Historia de cómo Marx le explica a Engels la Ley Wert en un bar de Bruselas

marxcomicEs que me lo imagino. Marx y Engels sentados en La Maison du Cigney, en Bruselas, justo donde redactaron el Manifiesto Comunista, delante de dos pintas de cerveza y comentando el hecho.

– Karl, la que están liando en España con la nueva Ley de Educación – comenta Engels.

– Ya te digo, aunque bueno, se veía venir ¿eh? – contesta Marx.

– ¡Coño! ¿Y eso?

– A ver, esta más claro que el agua del Volga. ¿Te tengo que hacer un dibujo o qué?

– Bueno, una breve explicación no me vendría mal, la verdad. Es que siempre te piensas que todos somos como tú… ¡Que intensito que eres…!

– Bueno, vale, no te enfades. Te cuento. Yo lo veo según dos puntos principales. El primero está basado en mi concepto de Relaciones Sociales de Reproducción. Ya sabes que ninguna sociedad puede producir continuamente, esto es, re-producir, sin reconvertir y transformar una parte de sus productos en medios de producción.  El ejemplo más claro de esto es la educación. El sistema de producción capitalista necesita, para continuar con el proceso de acumulación, introducir novedades tecnológicas, mejoras en la productividad, además de una clase trabajadora que sea capaz de participar de ese proceso.

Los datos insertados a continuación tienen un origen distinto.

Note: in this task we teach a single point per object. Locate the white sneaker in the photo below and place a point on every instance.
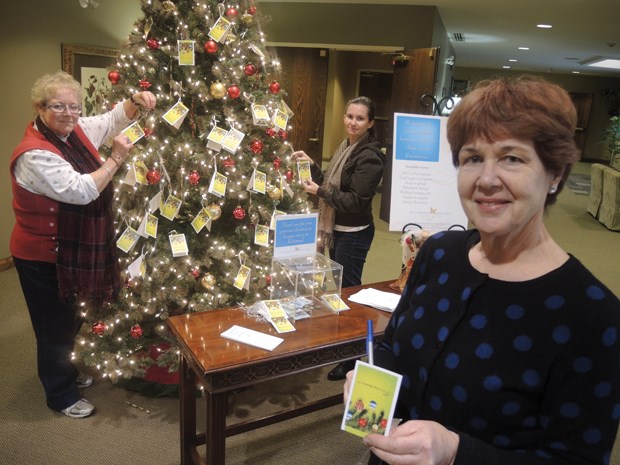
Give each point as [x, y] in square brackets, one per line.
[81, 409]
[83, 380]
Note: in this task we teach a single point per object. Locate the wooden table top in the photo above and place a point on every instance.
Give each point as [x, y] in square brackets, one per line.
[199, 333]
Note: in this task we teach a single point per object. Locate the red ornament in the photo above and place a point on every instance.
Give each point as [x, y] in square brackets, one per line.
[153, 176]
[228, 162]
[233, 91]
[153, 44]
[249, 70]
[98, 328]
[136, 331]
[239, 213]
[194, 178]
[256, 146]
[114, 77]
[211, 46]
[274, 87]
[144, 84]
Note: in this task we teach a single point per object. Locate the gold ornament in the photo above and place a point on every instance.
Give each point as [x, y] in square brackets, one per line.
[208, 281]
[214, 211]
[274, 193]
[217, 90]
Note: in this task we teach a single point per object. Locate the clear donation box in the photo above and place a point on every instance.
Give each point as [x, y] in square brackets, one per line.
[307, 286]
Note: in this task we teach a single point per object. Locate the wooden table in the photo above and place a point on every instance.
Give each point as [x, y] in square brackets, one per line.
[221, 365]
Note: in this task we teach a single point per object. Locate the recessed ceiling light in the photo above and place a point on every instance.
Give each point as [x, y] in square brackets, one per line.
[602, 62]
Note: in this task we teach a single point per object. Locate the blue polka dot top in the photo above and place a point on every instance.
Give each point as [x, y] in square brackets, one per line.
[526, 372]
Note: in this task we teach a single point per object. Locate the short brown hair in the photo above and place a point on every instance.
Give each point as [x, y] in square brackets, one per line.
[526, 108]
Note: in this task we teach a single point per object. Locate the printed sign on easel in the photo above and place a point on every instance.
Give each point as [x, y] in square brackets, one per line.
[423, 176]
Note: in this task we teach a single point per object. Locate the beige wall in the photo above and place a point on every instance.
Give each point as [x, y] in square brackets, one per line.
[599, 118]
[31, 32]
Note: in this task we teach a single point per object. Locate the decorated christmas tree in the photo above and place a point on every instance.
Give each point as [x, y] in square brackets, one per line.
[209, 171]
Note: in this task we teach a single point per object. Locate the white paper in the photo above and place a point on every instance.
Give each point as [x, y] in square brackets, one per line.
[251, 337]
[381, 300]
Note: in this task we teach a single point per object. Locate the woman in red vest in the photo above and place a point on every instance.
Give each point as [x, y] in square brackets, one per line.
[62, 240]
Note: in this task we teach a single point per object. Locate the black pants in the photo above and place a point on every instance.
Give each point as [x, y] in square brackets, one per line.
[55, 326]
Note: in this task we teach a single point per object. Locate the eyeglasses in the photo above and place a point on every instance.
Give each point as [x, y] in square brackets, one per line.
[61, 108]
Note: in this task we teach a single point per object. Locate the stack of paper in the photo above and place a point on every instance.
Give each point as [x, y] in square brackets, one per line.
[386, 301]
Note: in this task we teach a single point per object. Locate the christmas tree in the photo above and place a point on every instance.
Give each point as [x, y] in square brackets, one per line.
[210, 169]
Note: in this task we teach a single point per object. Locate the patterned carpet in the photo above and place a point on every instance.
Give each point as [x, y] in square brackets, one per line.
[579, 183]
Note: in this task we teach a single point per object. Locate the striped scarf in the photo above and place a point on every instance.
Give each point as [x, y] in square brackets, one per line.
[87, 266]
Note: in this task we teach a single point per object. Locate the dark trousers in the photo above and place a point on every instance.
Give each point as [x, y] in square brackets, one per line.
[55, 327]
[350, 250]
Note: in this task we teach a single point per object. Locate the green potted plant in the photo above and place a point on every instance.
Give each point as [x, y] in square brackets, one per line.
[612, 139]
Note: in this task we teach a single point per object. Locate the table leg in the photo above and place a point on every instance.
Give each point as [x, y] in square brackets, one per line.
[217, 407]
[187, 402]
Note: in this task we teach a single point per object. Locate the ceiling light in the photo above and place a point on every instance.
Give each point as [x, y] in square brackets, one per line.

Esta es la base de la educación y la formación públicas, la de convertir a los hombres y las mujeres en herramientas básicas del sistema productivo. Ahora bien, ¿qué pasa si, debido a una reestructuración del sistema productivo, digamos, el paso de una producción fordista, de fábrica, a otra post-fordista, más fléxible y basada en los servicios, ya no es necesaria una mano de obra formada en determinadas actividades y procesos? ¡Está claro! Que el sistema educativo también necesita reestructurarse.  Pero es más, ¿qué pasa si el sistema de producción capitalista alcanza una fase donde los servicios financieros, y otros similares, alcanzan tal grado de desarrollo que se han convertido en una de las principales variables de producción mundial? Pues que la gente sobra, como dice mi amiga Saskia Sassen. ¿Para que vamos a tener a gente formada e instruida en determinadas cuestiones, si dándole a una tecla en un ordenador de Nueva York generamos tanta riqueza y capital como en una fábrica a las afueras de Beijing? Es más, ¿qué pasa si la gente ya no es necesaria ni como consumidora, puesto que no se producen bienes o servicios de consumo? ¿Lo ves ahora Frederik?

– ¡Ondia! Es verdad. Un ejemplo de eso, se  me ocurre, es la subida de tasas universitarias. ¿Para qué son necesarios universitarios si el sistema productivo ya no los requiere? O también, la creación de itinerarios educativos diferenciados a edades cada vez más tempranas. Así se avanza en una dualización y diferenciación social. Una reproducción de las propias élites. ¡Joer que mal se ha entendido a Darwin!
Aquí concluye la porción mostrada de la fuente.